06
映画はむちゃくちゃ泣けた。
エンドロールが終わり、ハンカチを手にした私は、立ち上がると、横の席にいたユウが立ち上がらないことに気づいた。
ユウはティッシュをボロボロにしながら泣いていた。
「ごめん、泣きすぎて立ち上がれない……」
そういうユウを宥めながら、私はなんとかホールを抜け出した。
映画館の待ち合いロビーでユウが落ち着くのを待った。
「俺ダメなんだよ、こういうの……」
と言いながら鼻をかむユウ。私はそんなユウを可愛いな、と思った。
金髪で、ジャラジャラピアスしてて、イケメンだけど怖いユウの、知らない顔を見れた気がしてなんだか嬉しかった。
映画のあとはブラブラとウィンドウショッピングをした。
雑貨屋に入り、あれやこれやと見て回る。
「見て見て、このカップ超可愛い!」
「このお皿で飯を食ってみたいな」
指差すもののどれもが好みのタイプで、趣味が似ていて嬉しかった。
その雑貨屋で、お揃いの色違いのマグカップを買った。
「今日の記念!」
ユウはとても嬉しそうにマグカップの入った袋をぶらぶらさせながら歩いた。
途中で休憩したいな、と思ったら、タイミングよく、
「スターマックスにでも寄らない?」
とカフェに誘ってくれた。タイミングが、ほんと、バッチリだ。
私はカフェモカを頼むと、
「席とっといて」
と言われて先に中に入った。
そして気付いたのだが、映画代も、マグカップも、スターマックスも、すべてユウが払っていてくれたことに。
エスコートが自然でなにも気にしていなかった自分が恥ずかしい。
ユウがカップに入ったコーヒーを持って席にやって来た。
私は、
「今までの、お金いくらだった?」
と直接的に聞いた。
するとユウは、
「あー、いくらだったかなぁ、わかんないからいいよ」
と言う。
「私、このためにバイトしてるんだから、払わせてよ」
しかしユウは、
「それはイザって時のために貯金しときな」
と笑って言った。
「ユウに貯金って言葉、似合わないよ」
と言って二人で笑いあった。
温かいカフェモカに、ホッとした。
夏休みのバイトがない日は、ほとんどユウと一緒にいた。
学校に居残りしておしゃべりしたり、自転車で遠くまで行ったり。
私は幸せな時間をすごした。
学校での他愛ない話も楽しかったし、なによりユウが隣にいてくれることが一番嬉しかった。
夏休みも終盤なある日。
いつものようにバイト先にユウが来ていて、私はのんびり後片付けをしていた。
大学生の先輩が、先にあがっていいよ!と言ってくれたので、早々にバイトを切り上げてユウの元へ向かった。
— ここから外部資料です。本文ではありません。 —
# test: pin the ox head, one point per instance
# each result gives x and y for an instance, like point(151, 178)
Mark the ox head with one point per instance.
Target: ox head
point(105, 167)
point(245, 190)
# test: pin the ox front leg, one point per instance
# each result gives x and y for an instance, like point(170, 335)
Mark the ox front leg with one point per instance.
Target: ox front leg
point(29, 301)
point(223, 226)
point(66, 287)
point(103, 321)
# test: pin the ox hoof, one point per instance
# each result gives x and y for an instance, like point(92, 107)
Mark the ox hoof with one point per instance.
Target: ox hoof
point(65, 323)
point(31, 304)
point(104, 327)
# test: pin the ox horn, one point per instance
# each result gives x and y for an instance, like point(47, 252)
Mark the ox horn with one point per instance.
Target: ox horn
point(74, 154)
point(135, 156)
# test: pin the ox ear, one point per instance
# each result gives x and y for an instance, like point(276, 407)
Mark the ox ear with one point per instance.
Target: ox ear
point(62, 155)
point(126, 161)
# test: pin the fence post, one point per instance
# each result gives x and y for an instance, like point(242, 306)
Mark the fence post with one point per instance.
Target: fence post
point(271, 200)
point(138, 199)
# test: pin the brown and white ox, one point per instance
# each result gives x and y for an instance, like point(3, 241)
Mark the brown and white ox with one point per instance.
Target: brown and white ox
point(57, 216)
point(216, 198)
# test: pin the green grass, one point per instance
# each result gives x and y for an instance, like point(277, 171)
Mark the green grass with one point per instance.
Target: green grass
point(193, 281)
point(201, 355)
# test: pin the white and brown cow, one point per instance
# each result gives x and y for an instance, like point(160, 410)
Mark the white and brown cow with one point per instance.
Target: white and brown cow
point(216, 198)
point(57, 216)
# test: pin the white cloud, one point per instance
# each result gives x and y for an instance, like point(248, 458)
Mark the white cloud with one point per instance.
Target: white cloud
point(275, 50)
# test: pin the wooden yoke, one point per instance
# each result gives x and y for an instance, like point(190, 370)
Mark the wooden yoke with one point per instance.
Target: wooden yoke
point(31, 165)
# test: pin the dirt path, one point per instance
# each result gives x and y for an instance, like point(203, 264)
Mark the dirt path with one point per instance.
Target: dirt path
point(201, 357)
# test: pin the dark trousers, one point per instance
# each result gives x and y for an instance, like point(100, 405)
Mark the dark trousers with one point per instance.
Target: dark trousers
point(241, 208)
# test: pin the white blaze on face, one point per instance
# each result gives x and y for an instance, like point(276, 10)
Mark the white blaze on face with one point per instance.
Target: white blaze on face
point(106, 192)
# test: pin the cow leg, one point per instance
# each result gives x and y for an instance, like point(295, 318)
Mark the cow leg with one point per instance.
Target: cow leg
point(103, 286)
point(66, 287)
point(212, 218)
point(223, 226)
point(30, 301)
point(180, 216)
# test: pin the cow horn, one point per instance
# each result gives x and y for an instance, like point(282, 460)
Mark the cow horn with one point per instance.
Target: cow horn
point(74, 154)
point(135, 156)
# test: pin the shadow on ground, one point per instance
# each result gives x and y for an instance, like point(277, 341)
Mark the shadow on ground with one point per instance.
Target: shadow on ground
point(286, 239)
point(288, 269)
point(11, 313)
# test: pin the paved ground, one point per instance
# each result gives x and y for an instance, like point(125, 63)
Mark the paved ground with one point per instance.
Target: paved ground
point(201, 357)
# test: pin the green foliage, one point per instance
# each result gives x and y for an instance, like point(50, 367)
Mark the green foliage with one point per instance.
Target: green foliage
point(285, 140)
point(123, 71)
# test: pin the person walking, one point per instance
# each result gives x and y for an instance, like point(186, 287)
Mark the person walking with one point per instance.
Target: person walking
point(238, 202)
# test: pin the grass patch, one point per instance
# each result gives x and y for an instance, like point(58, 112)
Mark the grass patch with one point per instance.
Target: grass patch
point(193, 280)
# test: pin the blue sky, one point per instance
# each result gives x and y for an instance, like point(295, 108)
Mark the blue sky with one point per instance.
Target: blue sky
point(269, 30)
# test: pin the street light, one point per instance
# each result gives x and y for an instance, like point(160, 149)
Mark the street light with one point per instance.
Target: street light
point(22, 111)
ユウは様子がおかしかった。いつもより固い表情。怒っているようにも見えた。
私、なにか気にさわることしたかなぁ……と不安になりながらもユウの元へ向かった。
ユウは私がきてすぐ、黙ったままだった。
いつもなら自転車を出してきて、明るく
「早く乗れ〜。十、九、八……」
と始めるところだが、自転車に触れもしなかった。
「ユウ、どうしたの?」
私の不安がマックスになる。
すると、ユウは箱を差し出した。手のひらサイズの箱。
宝石のケースだ。
「これ、開けていいの?」
と聞くと、力強く頷いた。
開けてみると、きれいなシルバーのシンプルな指輪が入っていた。
「え……なに、これ……私に……?」
ユウが力強く頷く。
「こんな俺でよければ、付き合ってください」
そうだった。私はお友だちからって言っていたのをしっかり覚えてくれていたのだ。
「わ……私なんかで、ほんとにいいの……?」
「俺は、チカが好きです。付き合ってください」
二度目の告白に、私のまつげから、ぽろぽろと、涙がこぼれた。